While the multitalented platinum blonde will always be remembered for wielding Oakley's rifle and vowing to do anything better than paramour Buffalo Bill, Hutton also had a starring role as a trapeze artist in Cecil B. DeMille's 1952 epic The Greatest Show on Earth and gave memorable turns in nearly two dozen big-screen musicals and comedies.
Hutton, born Elizabeth June Thornburg, started performing when she was a little girl at a speakeasy her family ran during Prohibition. The Battle Creek, Michigan, native dropped out of high school to go to work, eventually landing a gig at a Detroit nightclub when she was 15. It was bandleader Vincent Lopez who hired her and gave her the name Hutton.
After starring in a few musical shorts for Warner Bros., Hutton made her film debut at the age of 21 in The Fleet's In, costarring William Holden and Dorothy Lamour.

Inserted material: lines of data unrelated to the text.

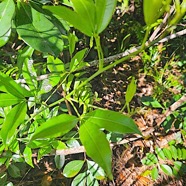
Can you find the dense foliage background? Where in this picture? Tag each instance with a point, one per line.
(92, 92)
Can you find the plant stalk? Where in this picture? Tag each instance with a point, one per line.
(99, 50)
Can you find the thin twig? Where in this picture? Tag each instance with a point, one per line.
(172, 108)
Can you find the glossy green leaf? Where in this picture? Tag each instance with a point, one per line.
(154, 173)
(88, 16)
(177, 168)
(91, 136)
(112, 121)
(55, 127)
(72, 168)
(13, 119)
(160, 153)
(8, 99)
(28, 70)
(4, 38)
(27, 153)
(167, 153)
(80, 180)
(104, 12)
(37, 30)
(131, 90)
(7, 9)
(55, 65)
(7, 84)
(86, 11)
(166, 169)
(76, 61)
(151, 10)
(183, 153)
(150, 159)
(173, 152)
(179, 153)
(72, 17)
(44, 151)
(59, 161)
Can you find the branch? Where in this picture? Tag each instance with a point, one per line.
(117, 56)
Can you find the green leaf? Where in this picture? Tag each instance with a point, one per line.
(4, 38)
(72, 17)
(55, 65)
(183, 153)
(77, 59)
(166, 169)
(27, 153)
(72, 168)
(112, 121)
(173, 152)
(160, 153)
(13, 119)
(7, 9)
(154, 173)
(55, 127)
(179, 153)
(8, 99)
(36, 30)
(152, 10)
(8, 85)
(90, 136)
(59, 161)
(167, 153)
(131, 90)
(104, 12)
(27, 69)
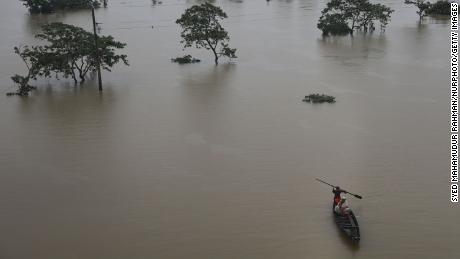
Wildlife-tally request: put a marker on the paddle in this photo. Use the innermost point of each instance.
(356, 195)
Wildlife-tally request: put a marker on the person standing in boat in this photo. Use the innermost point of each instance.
(342, 207)
(337, 192)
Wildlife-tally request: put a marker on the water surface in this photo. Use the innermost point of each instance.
(202, 161)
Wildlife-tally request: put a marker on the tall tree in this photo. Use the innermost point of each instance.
(201, 27)
(69, 51)
(75, 52)
(422, 6)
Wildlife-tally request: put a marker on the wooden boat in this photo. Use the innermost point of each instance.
(348, 224)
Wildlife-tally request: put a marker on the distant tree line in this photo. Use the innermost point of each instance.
(426, 8)
(341, 17)
(69, 51)
(49, 6)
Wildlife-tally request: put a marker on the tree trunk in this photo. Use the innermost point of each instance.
(216, 58)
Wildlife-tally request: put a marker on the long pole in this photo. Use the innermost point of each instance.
(98, 60)
(356, 195)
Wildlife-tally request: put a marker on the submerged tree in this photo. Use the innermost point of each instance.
(201, 27)
(439, 8)
(48, 6)
(74, 50)
(69, 51)
(345, 16)
(422, 6)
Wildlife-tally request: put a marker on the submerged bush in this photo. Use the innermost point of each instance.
(319, 98)
(23, 85)
(187, 59)
(439, 8)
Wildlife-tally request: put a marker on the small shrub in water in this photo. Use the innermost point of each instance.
(319, 98)
(187, 59)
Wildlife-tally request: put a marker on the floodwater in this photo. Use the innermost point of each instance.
(199, 161)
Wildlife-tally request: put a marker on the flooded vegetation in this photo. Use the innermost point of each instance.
(219, 161)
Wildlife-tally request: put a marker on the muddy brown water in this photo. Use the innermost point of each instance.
(200, 161)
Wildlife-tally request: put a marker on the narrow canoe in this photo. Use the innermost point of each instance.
(348, 224)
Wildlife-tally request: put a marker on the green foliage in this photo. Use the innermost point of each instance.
(48, 6)
(344, 16)
(187, 59)
(319, 98)
(439, 8)
(69, 51)
(334, 24)
(201, 27)
(32, 59)
(422, 6)
(74, 53)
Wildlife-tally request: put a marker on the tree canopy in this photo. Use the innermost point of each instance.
(68, 51)
(48, 6)
(201, 27)
(346, 16)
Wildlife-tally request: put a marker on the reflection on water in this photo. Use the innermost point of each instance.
(199, 161)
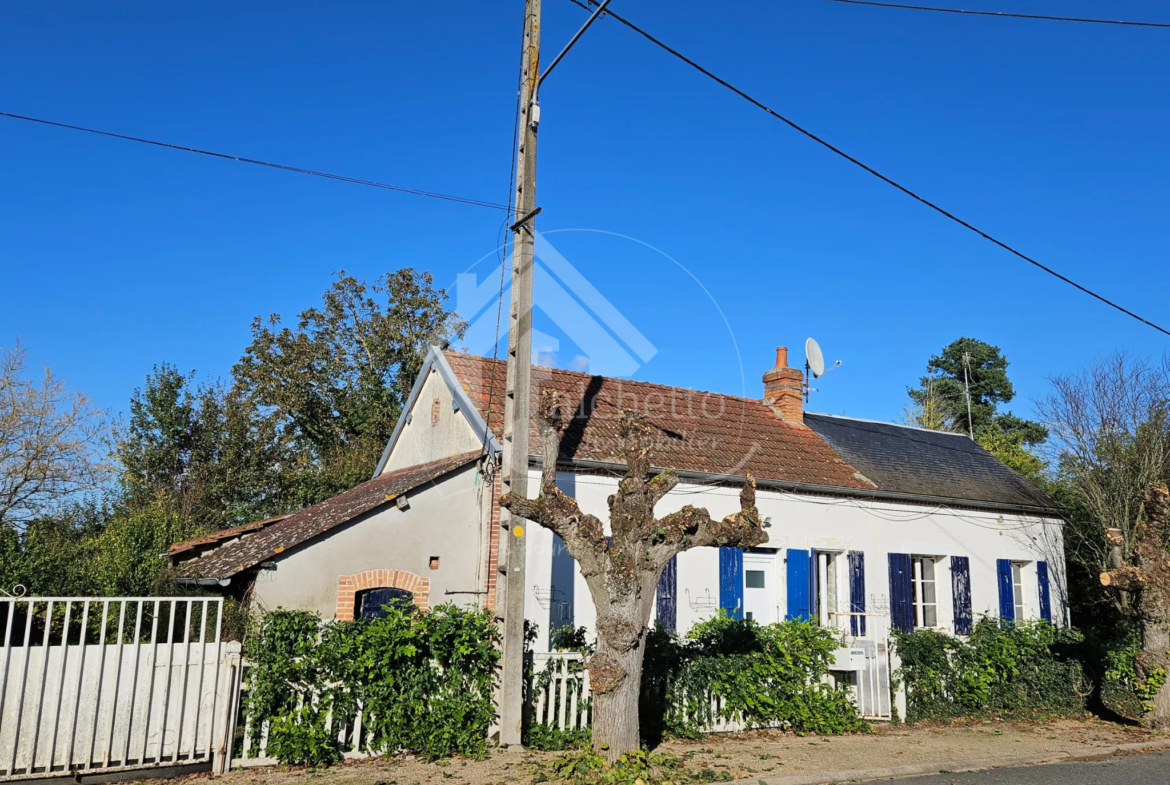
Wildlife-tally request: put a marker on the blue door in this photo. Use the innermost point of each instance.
(799, 606)
(731, 582)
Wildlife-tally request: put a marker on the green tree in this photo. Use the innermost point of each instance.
(207, 453)
(940, 403)
(984, 367)
(336, 384)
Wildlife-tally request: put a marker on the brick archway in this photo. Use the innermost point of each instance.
(348, 586)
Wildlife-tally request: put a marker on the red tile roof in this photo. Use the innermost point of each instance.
(214, 537)
(291, 530)
(696, 431)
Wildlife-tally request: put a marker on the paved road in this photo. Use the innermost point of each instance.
(1148, 769)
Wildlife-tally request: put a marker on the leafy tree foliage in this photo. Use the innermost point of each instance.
(50, 441)
(303, 417)
(986, 370)
(336, 384)
(940, 403)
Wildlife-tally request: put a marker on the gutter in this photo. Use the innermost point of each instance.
(711, 479)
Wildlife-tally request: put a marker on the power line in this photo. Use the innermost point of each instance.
(871, 170)
(328, 176)
(1000, 13)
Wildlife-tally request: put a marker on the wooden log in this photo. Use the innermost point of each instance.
(1126, 579)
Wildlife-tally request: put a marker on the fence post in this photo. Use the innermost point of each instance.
(227, 704)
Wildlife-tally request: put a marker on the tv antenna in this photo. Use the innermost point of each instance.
(814, 365)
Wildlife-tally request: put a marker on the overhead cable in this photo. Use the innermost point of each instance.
(1000, 13)
(792, 124)
(286, 167)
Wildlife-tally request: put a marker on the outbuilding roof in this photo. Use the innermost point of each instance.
(256, 544)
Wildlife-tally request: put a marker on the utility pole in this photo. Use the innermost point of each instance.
(517, 398)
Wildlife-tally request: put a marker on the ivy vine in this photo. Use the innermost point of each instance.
(424, 682)
(1021, 670)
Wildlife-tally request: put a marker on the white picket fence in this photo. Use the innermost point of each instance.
(561, 694)
(104, 684)
(563, 701)
(255, 746)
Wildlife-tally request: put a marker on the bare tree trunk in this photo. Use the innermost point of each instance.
(616, 668)
(616, 676)
(623, 569)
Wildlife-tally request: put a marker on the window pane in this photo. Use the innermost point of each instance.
(928, 594)
(929, 615)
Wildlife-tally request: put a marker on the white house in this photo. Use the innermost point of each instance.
(871, 525)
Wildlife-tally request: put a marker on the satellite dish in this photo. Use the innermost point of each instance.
(814, 359)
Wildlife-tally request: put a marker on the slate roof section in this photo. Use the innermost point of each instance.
(210, 539)
(304, 524)
(695, 431)
(926, 462)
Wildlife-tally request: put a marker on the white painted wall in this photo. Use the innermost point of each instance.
(823, 523)
(420, 441)
(444, 518)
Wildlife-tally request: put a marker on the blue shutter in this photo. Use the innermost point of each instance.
(1004, 578)
(668, 596)
(901, 592)
(961, 590)
(857, 592)
(798, 585)
(731, 582)
(1041, 578)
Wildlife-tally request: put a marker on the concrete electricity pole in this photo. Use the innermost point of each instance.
(517, 398)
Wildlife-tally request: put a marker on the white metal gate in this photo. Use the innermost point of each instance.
(114, 683)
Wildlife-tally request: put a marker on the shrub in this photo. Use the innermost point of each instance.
(1018, 670)
(424, 680)
(761, 675)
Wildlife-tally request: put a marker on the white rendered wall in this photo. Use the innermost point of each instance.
(444, 520)
(824, 523)
(420, 441)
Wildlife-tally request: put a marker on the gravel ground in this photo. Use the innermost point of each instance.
(754, 756)
(1148, 769)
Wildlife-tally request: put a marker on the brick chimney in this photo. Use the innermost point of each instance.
(784, 390)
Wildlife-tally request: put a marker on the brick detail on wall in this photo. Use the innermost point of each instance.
(348, 586)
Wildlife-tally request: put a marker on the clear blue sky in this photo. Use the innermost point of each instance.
(115, 256)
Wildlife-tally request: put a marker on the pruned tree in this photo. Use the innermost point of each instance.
(1112, 424)
(1146, 575)
(49, 442)
(623, 570)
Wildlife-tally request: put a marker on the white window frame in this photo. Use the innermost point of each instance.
(1018, 594)
(828, 589)
(920, 604)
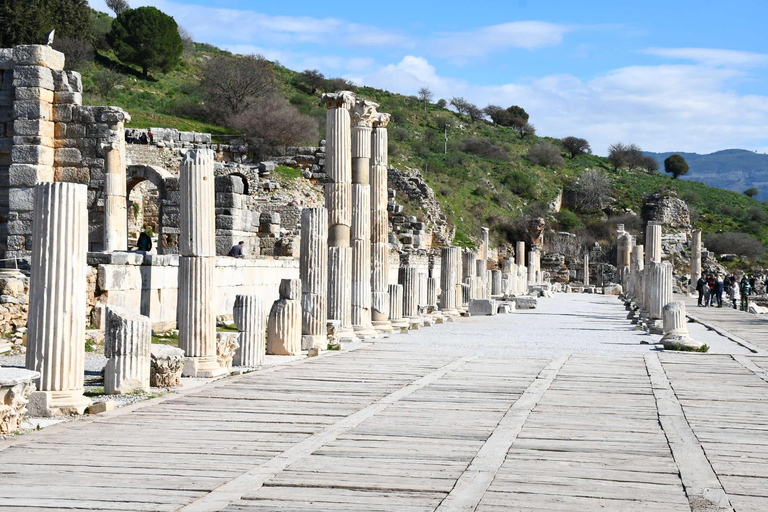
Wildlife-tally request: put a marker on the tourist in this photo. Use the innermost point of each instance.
(237, 250)
(733, 292)
(700, 284)
(144, 244)
(745, 289)
(719, 288)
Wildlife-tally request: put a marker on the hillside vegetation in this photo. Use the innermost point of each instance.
(483, 175)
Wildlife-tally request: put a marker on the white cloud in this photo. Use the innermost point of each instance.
(661, 108)
(711, 56)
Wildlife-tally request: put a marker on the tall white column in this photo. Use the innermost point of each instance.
(451, 259)
(57, 299)
(313, 272)
(115, 200)
(362, 115)
(197, 245)
(379, 225)
(695, 257)
(249, 316)
(338, 201)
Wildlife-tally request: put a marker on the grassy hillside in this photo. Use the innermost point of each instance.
(483, 179)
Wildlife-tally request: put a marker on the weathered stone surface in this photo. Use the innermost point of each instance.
(57, 298)
(166, 364)
(249, 317)
(127, 340)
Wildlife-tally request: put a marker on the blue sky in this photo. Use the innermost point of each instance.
(667, 75)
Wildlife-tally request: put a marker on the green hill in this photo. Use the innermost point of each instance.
(484, 178)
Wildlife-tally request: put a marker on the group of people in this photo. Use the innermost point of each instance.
(712, 288)
(139, 137)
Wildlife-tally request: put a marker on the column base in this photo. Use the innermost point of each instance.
(310, 341)
(382, 326)
(202, 367)
(57, 403)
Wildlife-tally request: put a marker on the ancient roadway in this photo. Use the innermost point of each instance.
(561, 408)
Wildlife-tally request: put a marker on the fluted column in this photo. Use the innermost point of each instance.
(379, 225)
(695, 257)
(451, 258)
(284, 326)
(115, 197)
(196, 313)
(313, 272)
(249, 317)
(57, 297)
(127, 341)
(338, 201)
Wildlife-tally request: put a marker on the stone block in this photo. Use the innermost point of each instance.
(38, 55)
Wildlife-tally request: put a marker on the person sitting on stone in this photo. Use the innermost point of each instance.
(144, 243)
(237, 250)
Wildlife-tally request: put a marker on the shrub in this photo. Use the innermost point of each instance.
(735, 243)
(546, 154)
(485, 147)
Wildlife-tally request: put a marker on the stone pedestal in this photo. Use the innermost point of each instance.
(16, 385)
(379, 225)
(396, 307)
(248, 314)
(57, 296)
(451, 259)
(284, 327)
(313, 272)
(127, 340)
(676, 329)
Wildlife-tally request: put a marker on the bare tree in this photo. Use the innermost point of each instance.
(232, 85)
(576, 146)
(272, 122)
(591, 191)
(118, 6)
(425, 96)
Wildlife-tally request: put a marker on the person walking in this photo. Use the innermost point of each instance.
(745, 289)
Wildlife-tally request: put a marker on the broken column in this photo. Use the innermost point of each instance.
(338, 201)
(313, 272)
(362, 114)
(284, 327)
(197, 245)
(127, 341)
(676, 329)
(248, 315)
(451, 259)
(379, 225)
(115, 197)
(695, 257)
(57, 299)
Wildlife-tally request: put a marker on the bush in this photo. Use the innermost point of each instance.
(546, 154)
(485, 147)
(735, 243)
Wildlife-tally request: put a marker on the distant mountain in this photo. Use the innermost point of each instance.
(731, 169)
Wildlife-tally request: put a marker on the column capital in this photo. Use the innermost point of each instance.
(341, 99)
(363, 113)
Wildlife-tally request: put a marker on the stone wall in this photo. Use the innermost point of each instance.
(148, 284)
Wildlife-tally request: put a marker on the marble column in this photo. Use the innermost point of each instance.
(313, 272)
(197, 263)
(695, 258)
(115, 196)
(451, 258)
(248, 315)
(338, 201)
(379, 225)
(362, 115)
(127, 341)
(284, 325)
(57, 299)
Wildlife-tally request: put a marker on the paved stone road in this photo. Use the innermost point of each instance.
(560, 408)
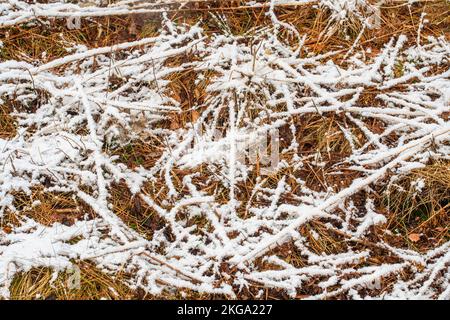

She proved she had the chops to carry a film in Preston Sturges' screwball comedy The Miracle of Morgan's Creek, in which she starred as a girl who wakes up after a night of partying to find herself married and pregnant, and went on to make several biopics—Incendiary Blonde, about '20s-era performer Texas Guinan; The Perils of Paulene, about silent screen star Pearl White; and Somebody Loves Me, about singer Blossom Seeley.
Hutton scored the lead in Annie Get Your Gun after Judy Garland dropped out of the project, unwittingly giving Hutton what turned out to be her trademark role.
After making Somebody Loves Me in 1952, Hutton unceremoniously parted ways with Paramount after the studio refused to let her new husband, dance director Charles O'Curran, direct her in a film. She didn't work for five years and her next film, 1957's Spring Reunion, turned out to be her last. A television series, The Betty Hutton Show, aired in 1959 but only lasted one year.
Hutton battled addictions to pills and alcohol for the better part of two decades before seeking solace in religion in the mid-1970s, eventually converting to Roman Catholicism.
In the '80s, she returned to school and earned a master's degree in psychology, as well as an honorary bachelor's degree, from Salve Regina in Rhode Island. Hutton went on to teach comedy and oral interpretation at Emerson College in Boston.
Hutton, who was married four times, is survived by daughters Candy, Lindsay and Caroline, as well as several grandchildren and great-grandchildren.